One algorithm is as follows. You know that the exponent will be at least $2$, so you won't have to take powers greater than $\log_2 N$. So loop over $k = 2, 3, \ldots, \lfloor \log_2 N \rfloor$; for each one examine the candidates $\lfloor N^{1/k} \rfloor^k$ and $\lceil N^{1/k} \rceil^k$. This finds perfect squares, cubes, 4th powers, ... near $N$. This is the algorithm

Another algorithm, obviously worse, is to find perfect powers of $2, 3, \ldots, \sqrt{N}$ near $N$. Loop over $j = 2, 3, \ldots, \sqrt{N}$, and for each one examine the candidates $j^{\lfloor x \rfloor}$ and $j^{\lceil x \rceil}$ where $x = \log_j N$.

You can improve by combining the two. Run the first algorithm for $k = 2, 3, \ldots, f(N)$, which will find cases where the exponent is small, at most $f(N)$. Then run the second for $j = 2, 3, \ldots, g(N)$, which will find cases where the exponent is large, at least $(\log N)/(\log g(N))$. So you need to test twice $f(N) + g(N)$ candidates; you want to minimize $f(N) + g(N)$ subject to $f(N) > (\log N)/(\log g(N))$, i. e. $g(N)^{f(N)} > N$.

For example if $N = 10^{100}$ you can compute (I don't know a good way to do this other than trial and error) that $f(N) = 21$, since $21^{76} > 10^{100}$, is optimal.
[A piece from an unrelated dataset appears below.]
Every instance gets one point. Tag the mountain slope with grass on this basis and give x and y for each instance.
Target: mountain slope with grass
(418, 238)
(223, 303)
So loop over $k = 2, 3, \ldots, 21$ and find the nearest $k$th powers; then loop over $j = 2, 3, \ldots, 76$ to find the nearest powers of $2, 3, \ldots, 76$. This only requires checking $2 \times (21 + 76 - 2) = 190$ candidates, compared to $2 \times 331 = 662$ for just using my first algorithm.